Fireside's abuse prevention policy specifies procedures that govern "[t]he protection of residents during abuse investigations."  Id.  This included an "abuse investigation protocol."  Id. at 4-7.  In the event of an abuse investigation, Fireside's policy required facility management, particularly the abuse coordinator or director of nursing (DON), to fully investigate "[a]ll reports of resident abuse."  Id. at 6.  The policy mandated that during an investigation, "anyone accused of abuse will be denied unsupervised access to residents."  Id. at 4.  Where the accused was a facility employee, the policy specified the employee "will be reassigned to nonresident care duties or suspended from duty until the administrator has reviewed the results of the investigation."  Id.

D.   Undisputed facts

At the time of the survey, Resident 1 was an 83-year-old woman with diagnoses including dementia, chronic kidney disease, arthritis, osteoporosis, cerebrovascular accident (CVA or stroke), and depression and a history of hypertension, heart failure, hyperlipidemia, recurrent major depressive disorder, and other ailments.  CMS Ex. 6 at 1; CMS Ex. 7 at 18-19.  She exhibited unclear speech that was only sometimes understood.  CMS Ex. 7 at 6.  She was unable to complete a brief interview for mental status and exhibited short-term memory impairment.  Her cognitive skills for daily decision-making were moderately impaired.  Id. at 7.

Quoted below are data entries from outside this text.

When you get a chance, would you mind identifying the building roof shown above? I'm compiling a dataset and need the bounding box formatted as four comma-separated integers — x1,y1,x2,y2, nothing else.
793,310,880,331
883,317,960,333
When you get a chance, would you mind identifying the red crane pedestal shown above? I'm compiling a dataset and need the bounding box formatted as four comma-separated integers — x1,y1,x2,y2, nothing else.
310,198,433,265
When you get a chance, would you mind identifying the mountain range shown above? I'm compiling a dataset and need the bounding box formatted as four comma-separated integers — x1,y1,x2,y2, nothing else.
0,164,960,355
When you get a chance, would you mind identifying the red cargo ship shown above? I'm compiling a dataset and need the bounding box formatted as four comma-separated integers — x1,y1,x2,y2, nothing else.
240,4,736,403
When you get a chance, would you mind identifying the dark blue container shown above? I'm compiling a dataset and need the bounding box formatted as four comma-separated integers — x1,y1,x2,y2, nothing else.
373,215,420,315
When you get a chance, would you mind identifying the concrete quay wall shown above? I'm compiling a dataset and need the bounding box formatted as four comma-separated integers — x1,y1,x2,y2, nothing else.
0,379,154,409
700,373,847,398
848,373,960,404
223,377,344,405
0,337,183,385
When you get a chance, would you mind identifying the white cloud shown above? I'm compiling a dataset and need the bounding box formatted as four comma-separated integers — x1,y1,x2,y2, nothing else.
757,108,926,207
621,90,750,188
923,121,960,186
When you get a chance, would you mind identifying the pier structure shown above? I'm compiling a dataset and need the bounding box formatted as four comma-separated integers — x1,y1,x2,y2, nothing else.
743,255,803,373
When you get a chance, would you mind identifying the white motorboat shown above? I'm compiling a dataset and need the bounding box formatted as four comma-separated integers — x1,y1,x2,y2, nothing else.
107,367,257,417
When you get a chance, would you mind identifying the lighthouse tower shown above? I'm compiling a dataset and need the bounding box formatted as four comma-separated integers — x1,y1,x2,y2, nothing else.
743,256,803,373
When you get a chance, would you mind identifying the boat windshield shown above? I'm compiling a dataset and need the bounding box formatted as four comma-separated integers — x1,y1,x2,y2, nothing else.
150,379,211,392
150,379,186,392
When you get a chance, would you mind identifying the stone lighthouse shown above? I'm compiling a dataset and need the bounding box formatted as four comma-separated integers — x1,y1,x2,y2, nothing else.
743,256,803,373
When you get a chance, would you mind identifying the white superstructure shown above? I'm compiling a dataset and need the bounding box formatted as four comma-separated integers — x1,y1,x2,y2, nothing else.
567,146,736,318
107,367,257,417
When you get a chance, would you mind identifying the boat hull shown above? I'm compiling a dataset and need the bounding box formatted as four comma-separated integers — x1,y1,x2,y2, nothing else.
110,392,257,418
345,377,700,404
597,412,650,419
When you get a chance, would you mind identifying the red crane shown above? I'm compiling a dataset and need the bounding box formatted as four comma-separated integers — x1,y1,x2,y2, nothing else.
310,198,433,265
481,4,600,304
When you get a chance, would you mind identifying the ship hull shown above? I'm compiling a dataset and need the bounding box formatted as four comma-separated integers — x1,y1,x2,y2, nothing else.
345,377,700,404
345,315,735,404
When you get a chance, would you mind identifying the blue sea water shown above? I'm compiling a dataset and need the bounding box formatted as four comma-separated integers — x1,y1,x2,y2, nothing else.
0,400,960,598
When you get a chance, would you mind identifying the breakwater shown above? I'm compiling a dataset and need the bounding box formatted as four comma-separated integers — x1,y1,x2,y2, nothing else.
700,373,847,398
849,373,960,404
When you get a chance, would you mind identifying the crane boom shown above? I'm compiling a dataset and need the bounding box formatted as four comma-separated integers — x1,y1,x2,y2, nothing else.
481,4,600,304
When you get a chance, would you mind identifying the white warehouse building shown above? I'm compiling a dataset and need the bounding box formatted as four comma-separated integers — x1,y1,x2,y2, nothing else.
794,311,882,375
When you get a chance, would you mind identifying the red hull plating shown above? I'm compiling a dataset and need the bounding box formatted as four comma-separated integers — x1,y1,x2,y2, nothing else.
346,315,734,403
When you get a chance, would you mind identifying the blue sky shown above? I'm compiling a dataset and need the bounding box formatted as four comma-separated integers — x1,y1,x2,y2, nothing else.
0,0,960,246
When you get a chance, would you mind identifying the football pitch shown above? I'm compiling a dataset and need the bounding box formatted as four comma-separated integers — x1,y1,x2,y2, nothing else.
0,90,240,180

Resident 1 needed a wheelchair for mobility and had greatly impaired functional status.  Id. at 15-16.  She required extensive one-person assistance with bed mobility, transfers, dressing, toileting, and personal hygiene, and was frequently incontinent.  Id. at 15, 17.  She was totally dependent on one-person assistance for bathing.  Id. at 16.  She could feed herself with setup help and supervision only, and needed limited one-person assistance for locomotion.  Id. at 15.  She exhibited impairment in both upper and lower extremities on one side.  Id. at 16.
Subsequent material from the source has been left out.